Did I grow up with a terrorist?
Published 1:48 am Saturday, September 12, 2009
It’s not every day that someone can say they went to school with an alleged terrorist.
Well, before last Friday, I didn’t know that I had.
When finishing the sports section last Friday night, I went to www.al.com to read some sports from where I grew up in Fairhope.
Lo and behold, that’s when my world felt a lot smaller.
The Mobile Press-Register featured a story titled, “Report: Former Daphne High, University of South Alabama student charged with aiding terrorists.”
The story went on to read, “A former Daphne High School and University of South Alabama student who once expressed horror at the 9/11 terrorist attacks has been charged in a secret indictment with aiding terrorists, according to a Fox News report.”
After reading that first sentence of the story, I was shocked, and what made it concrete for me was the big picture of him below the said story.
“Yep,” I remember saying. “That’s him.”
I was shocked because I went to Fairhope Intermediate School (fourth and fifth grade) with this guy, whose given name is Omar Hammami, the name by which I know him.

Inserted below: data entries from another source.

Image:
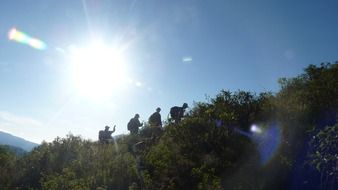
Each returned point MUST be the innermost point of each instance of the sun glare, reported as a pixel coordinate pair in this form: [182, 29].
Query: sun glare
[97, 71]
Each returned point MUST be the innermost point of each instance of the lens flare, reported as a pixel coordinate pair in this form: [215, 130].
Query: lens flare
[267, 141]
[23, 38]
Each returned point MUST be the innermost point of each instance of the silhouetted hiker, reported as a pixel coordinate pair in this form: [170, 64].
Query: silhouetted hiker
[105, 135]
[134, 124]
[176, 112]
[155, 119]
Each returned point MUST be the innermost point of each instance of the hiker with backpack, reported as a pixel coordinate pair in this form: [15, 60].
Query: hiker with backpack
[176, 112]
[155, 119]
[105, 135]
[134, 124]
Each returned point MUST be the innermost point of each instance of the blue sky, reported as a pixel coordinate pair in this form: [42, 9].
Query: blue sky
[174, 51]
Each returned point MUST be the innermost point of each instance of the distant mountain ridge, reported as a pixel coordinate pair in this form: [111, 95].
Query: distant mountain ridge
[8, 139]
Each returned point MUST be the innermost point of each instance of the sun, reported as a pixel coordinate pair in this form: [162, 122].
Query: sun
[97, 71]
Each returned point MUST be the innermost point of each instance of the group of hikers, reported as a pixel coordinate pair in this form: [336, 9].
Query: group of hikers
[176, 114]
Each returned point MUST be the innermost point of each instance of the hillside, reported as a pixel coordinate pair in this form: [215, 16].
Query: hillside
[235, 140]
[8, 139]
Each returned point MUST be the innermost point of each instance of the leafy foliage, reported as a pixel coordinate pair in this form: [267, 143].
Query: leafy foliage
[205, 150]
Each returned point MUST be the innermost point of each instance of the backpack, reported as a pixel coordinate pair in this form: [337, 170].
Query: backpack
[174, 112]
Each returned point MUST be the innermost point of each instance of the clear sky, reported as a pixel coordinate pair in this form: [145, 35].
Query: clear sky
[171, 52]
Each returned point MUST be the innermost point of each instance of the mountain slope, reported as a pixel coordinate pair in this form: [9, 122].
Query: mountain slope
[8, 139]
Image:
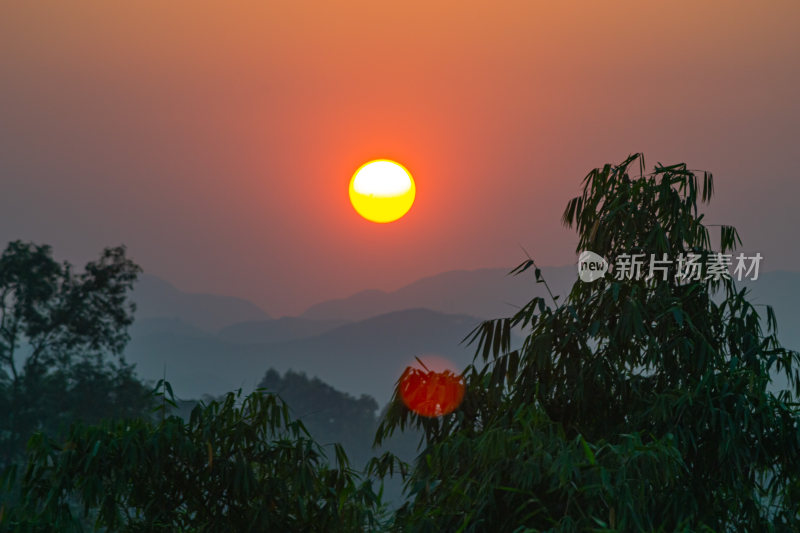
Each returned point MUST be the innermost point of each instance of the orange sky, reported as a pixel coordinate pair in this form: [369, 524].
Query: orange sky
[217, 139]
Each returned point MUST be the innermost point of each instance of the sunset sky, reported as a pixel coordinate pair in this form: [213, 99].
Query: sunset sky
[217, 139]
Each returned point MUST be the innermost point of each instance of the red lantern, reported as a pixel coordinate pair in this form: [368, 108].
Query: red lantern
[431, 393]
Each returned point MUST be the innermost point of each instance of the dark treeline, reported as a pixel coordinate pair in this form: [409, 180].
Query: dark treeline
[633, 404]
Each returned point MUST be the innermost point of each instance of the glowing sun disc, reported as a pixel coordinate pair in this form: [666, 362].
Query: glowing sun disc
[382, 190]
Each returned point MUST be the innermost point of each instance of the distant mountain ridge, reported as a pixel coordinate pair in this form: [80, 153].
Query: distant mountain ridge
[487, 293]
[156, 298]
[365, 357]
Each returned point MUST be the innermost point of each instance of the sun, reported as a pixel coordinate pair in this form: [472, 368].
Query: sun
[382, 190]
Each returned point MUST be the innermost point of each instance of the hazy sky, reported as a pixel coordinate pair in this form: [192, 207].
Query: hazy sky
[217, 139]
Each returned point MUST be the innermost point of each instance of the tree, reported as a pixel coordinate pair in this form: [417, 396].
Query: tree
[237, 464]
[634, 404]
[61, 338]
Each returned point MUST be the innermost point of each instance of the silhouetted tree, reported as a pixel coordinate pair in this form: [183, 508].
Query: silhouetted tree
[635, 404]
[237, 464]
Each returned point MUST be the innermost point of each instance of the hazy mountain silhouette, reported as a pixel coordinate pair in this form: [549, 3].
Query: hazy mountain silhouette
[368, 353]
[278, 330]
[156, 298]
[364, 357]
[486, 293]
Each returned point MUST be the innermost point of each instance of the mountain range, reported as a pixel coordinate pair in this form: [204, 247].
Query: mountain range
[210, 344]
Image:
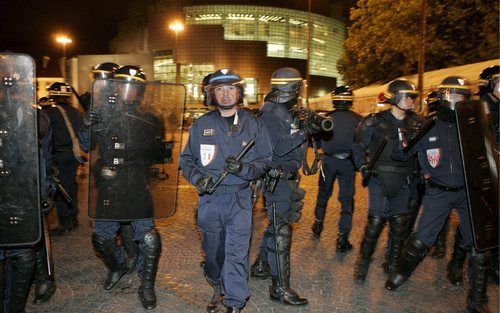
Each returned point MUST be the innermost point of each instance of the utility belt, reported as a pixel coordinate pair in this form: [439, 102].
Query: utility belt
[274, 175]
[62, 148]
[231, 188]
[393, 169]
[429, 183]
[342, 156]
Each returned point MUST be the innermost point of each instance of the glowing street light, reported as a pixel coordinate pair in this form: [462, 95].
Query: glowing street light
[176, 27]
[64, 40]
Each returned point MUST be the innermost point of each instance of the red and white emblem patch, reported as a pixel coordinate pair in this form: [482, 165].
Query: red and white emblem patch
[207, 154]
[434, 156]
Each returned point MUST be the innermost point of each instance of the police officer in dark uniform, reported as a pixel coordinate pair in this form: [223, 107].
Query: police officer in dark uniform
[114, 184]
[282, 195]
[63, 150]
[489, 91]
[388, 180]
[23, 263]
[337, 163]
[105, 70]
[101, 70]
[441, 162]
[225, 212]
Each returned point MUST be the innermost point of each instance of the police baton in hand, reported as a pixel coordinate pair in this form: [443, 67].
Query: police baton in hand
[373, 161]
[240, 156]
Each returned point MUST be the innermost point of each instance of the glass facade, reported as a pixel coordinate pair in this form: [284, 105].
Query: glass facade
[285, 31]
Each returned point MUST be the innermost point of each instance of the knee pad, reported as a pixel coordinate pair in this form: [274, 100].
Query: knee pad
[399, 225]
[283, 237]
[152, 241]
[374, 226]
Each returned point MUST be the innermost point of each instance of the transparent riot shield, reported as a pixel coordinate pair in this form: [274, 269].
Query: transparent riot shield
[134, 150]
[19, 161]
[480, 159]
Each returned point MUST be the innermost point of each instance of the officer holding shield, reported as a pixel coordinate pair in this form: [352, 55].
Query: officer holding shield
[440, 160]
[124, 134]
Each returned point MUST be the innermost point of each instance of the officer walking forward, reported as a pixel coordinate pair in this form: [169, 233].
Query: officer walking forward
[337, 163]
[440, 158]
[387, 180]
[225, 211]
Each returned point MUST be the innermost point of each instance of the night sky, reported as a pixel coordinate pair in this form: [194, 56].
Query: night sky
[30, 26]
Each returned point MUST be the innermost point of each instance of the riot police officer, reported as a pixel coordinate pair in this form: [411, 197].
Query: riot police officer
[225, 211]
[440, 159]
[282, 192]
[24, 163]
[101, 70]
[337, 163]
[489, 91]
[387, 180]
[125, 142]
[65, 122]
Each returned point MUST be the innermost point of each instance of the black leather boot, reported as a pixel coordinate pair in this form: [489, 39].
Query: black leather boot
[317, 228]
[215, 304]
[477, 298]
[152, 248]
[131, 247]
[398, 233]
[260, 268]
[44, 284]
[21, 269]
[343, 243]
[455, 272]
[413, 252]
[372, 232]
[439, 249]
[280, 290]
[105, 248]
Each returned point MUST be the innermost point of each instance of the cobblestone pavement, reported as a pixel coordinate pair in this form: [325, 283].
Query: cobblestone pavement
[318, 273]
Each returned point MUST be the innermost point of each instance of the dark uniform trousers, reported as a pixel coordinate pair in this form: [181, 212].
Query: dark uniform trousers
[436, 206]
[281, 199]
[343, 169]
[225, 232]
[109, 229]
[383, 206]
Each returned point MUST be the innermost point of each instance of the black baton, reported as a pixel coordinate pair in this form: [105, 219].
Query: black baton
[240, 156]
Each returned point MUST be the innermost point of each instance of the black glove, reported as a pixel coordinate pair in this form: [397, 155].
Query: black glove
[233, 166]
[365, 172]
[47, 205]
[204, 184]
[92, 117]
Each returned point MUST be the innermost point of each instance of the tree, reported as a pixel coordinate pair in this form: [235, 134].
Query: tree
[383, 40]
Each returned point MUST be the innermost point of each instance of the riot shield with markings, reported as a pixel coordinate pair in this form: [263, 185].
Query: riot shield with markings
[134, 150]
[480, 159]
[19, 161]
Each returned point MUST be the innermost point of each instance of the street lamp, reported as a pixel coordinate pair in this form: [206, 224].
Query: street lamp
[176, 27]
[64, 40]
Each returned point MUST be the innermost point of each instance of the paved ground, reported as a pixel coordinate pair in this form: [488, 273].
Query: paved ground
[318, 273]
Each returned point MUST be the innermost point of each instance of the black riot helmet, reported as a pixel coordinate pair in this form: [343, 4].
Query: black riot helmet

Now, he is known as Abu Mansour al-Amriki, which is translated as “The American.”
The Omar Hammami I know is a boy from Turkey who would always make others, including myself, laugh at school.
I didn’t know then that he would grow up to be an alleged terrorist who has reportedly been “providing material support” to al-Qa’ida, according to the Press-Register.
From the research I have done on Hammami, he went to DHS, where he would visit the library between classes to pray based on Islamic teaching.
While at USA, he majored in computer science and he was noted as being against the 9/11 attacks on the World Trade Center.
USA’s newspaper, The Vanguard, reported him as saying, “Even now it’s difficult to believe a Muslim could have done this.”
I beg to ask the question to you Omar, what made you change your ways if the reports that you are helping terrorists are true?
About a couple weeks ago, I was driving to a sporting event, and I thought to myself, “I wonder what Omar is up to these days.”
Honestly, I wish I had found out the answer to that question in another way, rather than through a news report saying that he is an alleged terrorist.
Well Omar, you’ve gotten yourself in a world of trouble, if everything is true about you, of course.
For now, I’ll just hold on to those memories I have of you while in intermediate school where the air was split with laughter and my world was a lot bigger.